Julie Zetlin knows something about Olympic competition. The rhythmic gymnast and Bethesda native, who competed in the 2012 Olympics in London, staged a homecoming of sorts last week when she stopped by Capital Rhythmics, at the Darnestown gym where she trained for many years.
“Being here obviously brings back so much nostalgia of the training, and the sessions, and the pain, and happiness,” said Zetlin, 26, who now lives in Los Angeles. Retired now from the sport, she recently was inducted in 2016 class of the USA Gymnastics Hall of Fame.
She pointed to a banner in the rafters which read, “Home of Julie Zetlin, 2012 Olympian.” “It’s endearing to see it,” said Zetlin, peering at the banner. “I prepared for the Olympics in this gym, so a lot of memories are coming back.”
Nearby, seven young athletes worked on their balance, with an occasional pirouette and leap.
“My mom got me into the sport,” said Zetlin. Once a gymnast herself, Zsuzsi Zetlin founded a rhythmic team and enrolled her daughter at age 4. “I loved it because I loved to dance,” Zetlin said.
At the age of 9, she connected with Olga Kutuzova, a Russian-born trainer who continues as the owner of Capital Rhythmics.
“I took private lessons, six days a week, on average 4 hours a day,” said Zetlin. “Olga saw the future in me. My parents saw my desire, and they saw my dedication, and my passion, but they never in their wildest dreams saw that I’d be an Olympian. Olga knew there was something there. She’s calm and stoic.
“Usually coaches are brutal, and she’s not,” she said.
“You definitely need to be mature to compete,” said Kutuzova. “People are watching you, and you must perform your exercise. I didn’t look at Julie or any of my girls as a potential Olympian. You don’t think in that way, at least in the beginning. Rhythmic is so close to ballet. And in America, ballet is so big.”
During her teen years, Zetlin experienced success in various world championships. She placed second all-around at the 2005 Junior U.S. National Championships in Indiana, and won various junior titles in the years that followed.
She won the all-around title at the 2010 U.S. National Rhythmic Gymnastics Championships, and captured a gold medal at the 2011 Pan American Games in Mexico. She performed well in the World Rhythmic Gymnastics Championships that same year in France where she was top competitor from the Americas, Time reported.
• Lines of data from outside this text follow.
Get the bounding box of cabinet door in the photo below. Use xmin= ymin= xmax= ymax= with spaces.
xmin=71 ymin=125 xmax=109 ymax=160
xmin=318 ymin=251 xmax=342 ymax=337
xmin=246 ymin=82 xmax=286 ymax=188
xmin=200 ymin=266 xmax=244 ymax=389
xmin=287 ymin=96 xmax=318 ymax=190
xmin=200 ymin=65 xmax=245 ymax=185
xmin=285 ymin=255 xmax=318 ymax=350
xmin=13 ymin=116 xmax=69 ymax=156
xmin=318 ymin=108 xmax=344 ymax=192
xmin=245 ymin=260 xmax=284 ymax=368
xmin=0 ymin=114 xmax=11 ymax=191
As a result of her successes in the sport, Zetlin was chosen to compete in the 2012 Olympics in London.
“I was happy to be selected [for] the Olympics. This is a tough sport. Lots of work and not a lot of play,” she said. However, Zetlin faced setbacks, and she placed 21st in the qualifying rounds and did not advance into the finals.
Mia Shparaga, 17, who trains at Capital Rhythmics, has long seen Zetlin as a role model.
“[I] watched Julie a few times when she went off to the championships. Julie’s always been my inspiration and my role model,” said Mia, who doesn’t harbor Olympic dreams, but does want to emulate Zetlin’s sense of dedication to the sport.
“It’s always been a learning experience, watching her training with Olga. I always wanted to have the relationship [with Kutuzova that Zetlin had],” said Mia. “I started when I was 6, when Julie was training. I learned rhythmic gymnastics, and haven’t done any other sports.”
Zetlin, who is studying at the American Jewish University in Los Angeles, said that it is difficult to forecast whether a competitor will become a professional athlete.
“You don’t know who is going to come and leave, and just don’t know what’s going to happen,” she said. “You can’t make a forecast until the girl is a little more mature. You don’t know how long the girls will stay in the sport, and the rules get harder.”